# Last 12 months....



## Guest (Apr 14, 2008)

...a few pics


----------



## Guest (Apr 14, 2008)

...one more - its just my "blue" obcession.....Sister and brother. The threads visible around them - its the remains of a scratching post.


----------



## Debbie (Nov 10, 2007)

Stunning cats


----------



## Guest (Apr 14, 2008)

Thanks Debbie!


----------



## ilovemypiggies (Apr 12, 2008)

gorgeous blues


----------



## Fade to Grey (Nov 10, 2007)

brillient pictures!


----------



## bullbreeds (Jan 14, 2008)

Lovely pictures.


----------



## colliemerles (Nov 2, 2007)

wow,!!!!! great pictures elena,,,,, what truly gorgoeus cats and kittens,,,,,, sooo sweet,,,,,,,,brilliant


----------



## Natik (Mar 9, 2008)

they are soo lovely


----------



## Guest (Apr 15, 2008)

ilovemypiggies said:


> gorgeous blues


thanks - its my obcession....


----------



## Guest (Apr 15, 2008)

dh.dti said:


> Great pic's Elena, especialy this one


yummy - arent they?

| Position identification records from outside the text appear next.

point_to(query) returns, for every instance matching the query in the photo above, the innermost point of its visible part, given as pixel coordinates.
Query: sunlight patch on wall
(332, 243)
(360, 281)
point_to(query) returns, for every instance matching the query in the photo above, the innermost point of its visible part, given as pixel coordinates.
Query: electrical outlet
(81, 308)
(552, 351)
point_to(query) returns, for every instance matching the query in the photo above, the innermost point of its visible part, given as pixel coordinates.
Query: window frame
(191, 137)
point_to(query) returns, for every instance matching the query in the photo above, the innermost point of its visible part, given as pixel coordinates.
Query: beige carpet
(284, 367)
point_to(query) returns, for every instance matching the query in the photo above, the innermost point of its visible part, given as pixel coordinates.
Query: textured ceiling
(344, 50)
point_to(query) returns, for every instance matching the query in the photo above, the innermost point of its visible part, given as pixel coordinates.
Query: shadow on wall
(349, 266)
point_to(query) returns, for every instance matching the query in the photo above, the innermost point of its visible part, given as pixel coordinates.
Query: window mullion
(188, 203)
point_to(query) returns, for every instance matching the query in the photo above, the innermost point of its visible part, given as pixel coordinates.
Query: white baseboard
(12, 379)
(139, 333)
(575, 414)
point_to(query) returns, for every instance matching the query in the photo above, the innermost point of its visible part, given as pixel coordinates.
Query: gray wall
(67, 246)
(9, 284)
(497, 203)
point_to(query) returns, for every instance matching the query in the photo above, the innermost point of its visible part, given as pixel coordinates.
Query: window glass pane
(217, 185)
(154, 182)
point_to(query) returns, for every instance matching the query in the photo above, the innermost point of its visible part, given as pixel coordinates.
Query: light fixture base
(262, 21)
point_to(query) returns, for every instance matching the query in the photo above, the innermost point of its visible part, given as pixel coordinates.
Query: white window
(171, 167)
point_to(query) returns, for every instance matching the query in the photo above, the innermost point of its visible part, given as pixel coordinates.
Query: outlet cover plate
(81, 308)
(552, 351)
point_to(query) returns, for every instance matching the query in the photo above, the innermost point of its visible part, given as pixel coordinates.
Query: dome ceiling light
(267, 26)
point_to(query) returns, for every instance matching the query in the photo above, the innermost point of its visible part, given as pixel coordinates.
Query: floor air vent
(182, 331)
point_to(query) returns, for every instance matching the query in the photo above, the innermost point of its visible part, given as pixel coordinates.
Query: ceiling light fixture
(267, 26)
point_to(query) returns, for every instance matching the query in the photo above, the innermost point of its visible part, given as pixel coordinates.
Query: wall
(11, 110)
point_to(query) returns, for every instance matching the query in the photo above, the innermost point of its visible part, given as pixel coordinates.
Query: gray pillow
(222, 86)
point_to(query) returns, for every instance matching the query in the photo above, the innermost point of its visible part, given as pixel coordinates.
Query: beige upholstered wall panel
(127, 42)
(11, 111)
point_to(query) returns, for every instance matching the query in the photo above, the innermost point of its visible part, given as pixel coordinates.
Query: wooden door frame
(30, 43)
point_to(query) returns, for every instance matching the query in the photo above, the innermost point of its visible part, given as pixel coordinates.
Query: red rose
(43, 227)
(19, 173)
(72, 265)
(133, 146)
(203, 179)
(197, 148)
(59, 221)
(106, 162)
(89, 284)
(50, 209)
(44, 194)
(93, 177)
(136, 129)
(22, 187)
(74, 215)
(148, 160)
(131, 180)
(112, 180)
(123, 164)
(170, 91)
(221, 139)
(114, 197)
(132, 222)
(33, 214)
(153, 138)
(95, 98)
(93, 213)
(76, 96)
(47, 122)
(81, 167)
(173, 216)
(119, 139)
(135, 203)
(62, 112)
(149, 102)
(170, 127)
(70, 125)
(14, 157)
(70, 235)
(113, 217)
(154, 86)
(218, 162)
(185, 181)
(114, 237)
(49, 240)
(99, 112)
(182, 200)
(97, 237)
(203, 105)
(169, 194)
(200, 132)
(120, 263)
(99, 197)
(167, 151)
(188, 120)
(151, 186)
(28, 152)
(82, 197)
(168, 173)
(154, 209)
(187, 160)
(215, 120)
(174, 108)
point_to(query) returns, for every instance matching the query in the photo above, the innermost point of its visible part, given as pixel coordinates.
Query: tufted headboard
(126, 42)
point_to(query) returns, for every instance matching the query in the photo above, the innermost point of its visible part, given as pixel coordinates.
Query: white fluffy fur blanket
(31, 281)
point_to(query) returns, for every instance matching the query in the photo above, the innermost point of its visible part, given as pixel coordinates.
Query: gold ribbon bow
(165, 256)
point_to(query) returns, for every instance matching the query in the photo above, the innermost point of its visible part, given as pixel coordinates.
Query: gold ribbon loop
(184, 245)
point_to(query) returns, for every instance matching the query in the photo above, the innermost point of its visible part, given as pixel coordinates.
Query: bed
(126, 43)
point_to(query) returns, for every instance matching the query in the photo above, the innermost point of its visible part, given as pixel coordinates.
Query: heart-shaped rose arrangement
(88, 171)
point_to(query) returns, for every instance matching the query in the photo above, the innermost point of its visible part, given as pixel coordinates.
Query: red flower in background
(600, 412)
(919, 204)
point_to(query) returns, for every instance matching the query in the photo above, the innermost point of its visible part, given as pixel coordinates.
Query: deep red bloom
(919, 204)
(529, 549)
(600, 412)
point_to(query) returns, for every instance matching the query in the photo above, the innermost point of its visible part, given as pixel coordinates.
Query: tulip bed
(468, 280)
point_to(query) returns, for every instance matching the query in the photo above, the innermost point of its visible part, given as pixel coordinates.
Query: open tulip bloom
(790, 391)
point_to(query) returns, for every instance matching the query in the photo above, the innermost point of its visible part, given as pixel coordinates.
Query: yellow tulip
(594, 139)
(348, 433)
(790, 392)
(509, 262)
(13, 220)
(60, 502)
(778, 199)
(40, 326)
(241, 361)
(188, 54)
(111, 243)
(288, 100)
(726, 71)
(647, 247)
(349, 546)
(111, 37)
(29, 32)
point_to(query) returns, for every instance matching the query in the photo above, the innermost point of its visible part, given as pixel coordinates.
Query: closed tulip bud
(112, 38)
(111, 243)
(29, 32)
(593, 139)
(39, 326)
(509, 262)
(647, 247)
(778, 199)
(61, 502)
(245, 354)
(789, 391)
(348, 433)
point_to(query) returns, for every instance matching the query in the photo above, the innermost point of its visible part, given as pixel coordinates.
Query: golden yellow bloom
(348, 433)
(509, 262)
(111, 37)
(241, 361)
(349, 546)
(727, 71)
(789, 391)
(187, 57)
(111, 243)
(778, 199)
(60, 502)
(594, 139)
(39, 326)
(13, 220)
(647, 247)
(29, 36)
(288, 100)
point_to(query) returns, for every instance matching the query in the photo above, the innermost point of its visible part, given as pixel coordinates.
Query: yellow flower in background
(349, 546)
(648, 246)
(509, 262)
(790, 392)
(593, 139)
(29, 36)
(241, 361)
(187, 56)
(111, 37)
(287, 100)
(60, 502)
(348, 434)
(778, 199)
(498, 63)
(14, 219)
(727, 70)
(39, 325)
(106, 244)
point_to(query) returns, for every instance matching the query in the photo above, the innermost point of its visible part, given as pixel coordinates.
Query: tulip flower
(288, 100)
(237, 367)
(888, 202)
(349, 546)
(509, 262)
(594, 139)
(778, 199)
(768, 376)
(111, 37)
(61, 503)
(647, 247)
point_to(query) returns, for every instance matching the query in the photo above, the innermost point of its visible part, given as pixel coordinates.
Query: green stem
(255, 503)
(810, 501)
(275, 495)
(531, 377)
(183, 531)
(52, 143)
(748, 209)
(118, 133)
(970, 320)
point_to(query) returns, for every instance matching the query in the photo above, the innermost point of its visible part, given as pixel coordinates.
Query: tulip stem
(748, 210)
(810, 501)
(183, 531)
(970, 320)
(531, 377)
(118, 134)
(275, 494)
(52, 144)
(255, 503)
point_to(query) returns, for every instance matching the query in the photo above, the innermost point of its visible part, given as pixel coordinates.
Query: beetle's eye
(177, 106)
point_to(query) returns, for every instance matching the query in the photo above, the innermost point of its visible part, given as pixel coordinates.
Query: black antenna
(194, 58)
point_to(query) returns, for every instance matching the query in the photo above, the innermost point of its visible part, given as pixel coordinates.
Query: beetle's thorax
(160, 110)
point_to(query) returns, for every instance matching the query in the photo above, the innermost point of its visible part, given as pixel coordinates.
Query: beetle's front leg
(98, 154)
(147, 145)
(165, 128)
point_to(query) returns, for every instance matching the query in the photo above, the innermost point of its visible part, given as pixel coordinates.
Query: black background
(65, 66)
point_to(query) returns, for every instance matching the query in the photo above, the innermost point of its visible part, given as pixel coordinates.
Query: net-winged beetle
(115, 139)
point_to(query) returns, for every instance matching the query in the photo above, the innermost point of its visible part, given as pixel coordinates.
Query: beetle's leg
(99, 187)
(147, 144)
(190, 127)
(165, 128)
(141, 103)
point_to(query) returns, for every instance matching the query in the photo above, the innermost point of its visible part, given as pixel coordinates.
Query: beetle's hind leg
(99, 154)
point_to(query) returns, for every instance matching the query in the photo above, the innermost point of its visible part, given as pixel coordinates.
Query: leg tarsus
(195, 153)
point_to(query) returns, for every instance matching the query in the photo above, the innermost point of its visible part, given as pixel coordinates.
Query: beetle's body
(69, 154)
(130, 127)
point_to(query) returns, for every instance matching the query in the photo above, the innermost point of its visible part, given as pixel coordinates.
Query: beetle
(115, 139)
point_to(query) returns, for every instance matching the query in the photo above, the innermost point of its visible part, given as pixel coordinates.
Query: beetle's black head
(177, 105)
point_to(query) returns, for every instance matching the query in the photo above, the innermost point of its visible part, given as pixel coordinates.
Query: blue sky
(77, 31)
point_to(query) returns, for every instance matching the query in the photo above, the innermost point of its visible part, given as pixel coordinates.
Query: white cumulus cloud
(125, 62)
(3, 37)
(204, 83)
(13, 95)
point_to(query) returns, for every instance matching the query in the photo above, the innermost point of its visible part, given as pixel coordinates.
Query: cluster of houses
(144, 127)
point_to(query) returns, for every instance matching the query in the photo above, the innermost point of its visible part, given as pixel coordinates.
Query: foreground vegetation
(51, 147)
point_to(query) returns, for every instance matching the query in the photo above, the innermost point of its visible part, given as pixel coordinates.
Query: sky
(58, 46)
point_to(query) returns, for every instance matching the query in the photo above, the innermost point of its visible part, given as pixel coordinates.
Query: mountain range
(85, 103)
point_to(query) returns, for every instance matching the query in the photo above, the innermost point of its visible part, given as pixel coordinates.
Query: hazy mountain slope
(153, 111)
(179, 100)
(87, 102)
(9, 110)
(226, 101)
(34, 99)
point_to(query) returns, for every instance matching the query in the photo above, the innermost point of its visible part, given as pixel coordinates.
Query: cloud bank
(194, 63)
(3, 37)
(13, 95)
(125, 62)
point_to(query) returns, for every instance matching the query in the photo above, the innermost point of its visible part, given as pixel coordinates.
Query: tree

Damn that hygiene - I am kissing them all the time.


----------



## Fade to Grey (Nov 10, 2007)

Anele Jessica said:


> thanks - its my obcession....


same, i like sky blues and dark blues and even navy blues


----------



## Guest (Apr 15, 2008)

Fade to Grey said:


> brillient pictures!


Thanks, Fadie!


----------



## Guest (Apr 15, 2008)

bullbreeds said:


> Lovely pictures.





colliemerles said:


> wow,!!!!! great pictures elena,,,,, what truly gorgoeus cats and kittens,,,,,, sooo sweet,,,,,,,,brilliant





Natik said:


> they are soo lovely





Fade to Grey said:


> same, i like sky blues and dark blues and even navy blues


Thank you, everyone!!!


----------



## Kay73 (Mar 26, 2008)

They are gorgeous, your blue has stunning eyes (like my Macy)


----------



## catzndogz (Mar 12, 2008)

what stunning cats great pics


----------



## Guest (Apr 15, 2008)

awwwwwww...... they're gorgeous!


----------



## Guest (Apr 15, 2008)

tHANKS EVERYONE......sounds silly but they are also smell NNNIIIICCCEE!!!!!


----------



## Guest (Apr 15, 2008)

Anele Jessica said:


> ...a few pics


oh aren't they gorgeous!


----------



## Guest (Apr 15, 2008)

garryd said:


> oh aren't they gorgeous!


They are!!!


----------



## Siamese Kelly (Jan 6, 2008)

Anele-i love blues too and these are MM and Mmmmm-keep em coming


----------



## Guest (Apr 16, 2008)

Thank you! - I'll try


----------



## Vixie (Nov 17, 2007)

great pics Elena they are all gorgeous cats and kittens  I love your cats


----------



## rottiesloveragdolls (Nov 2, 2007)

such lovely pictures of the kittens,


----------



## Danni21 (Apr 2, 2008)

Ahh they are all gorgeous! stunning colour!


----------



## Guest (Apr 16, 2008)

vixenelite said:


> great pics Elena they are all gorgeous cats and kittens  I love your cats





rottiesloveragdolls said:


> such lovely pictures of the kittens,





Danni21 said:


> Ahh they are all gorgeous! stunning colour!


aaawww......thank you.....


----------



## nici (Nov 10, 2007)

omg....chocolate box kitties


----------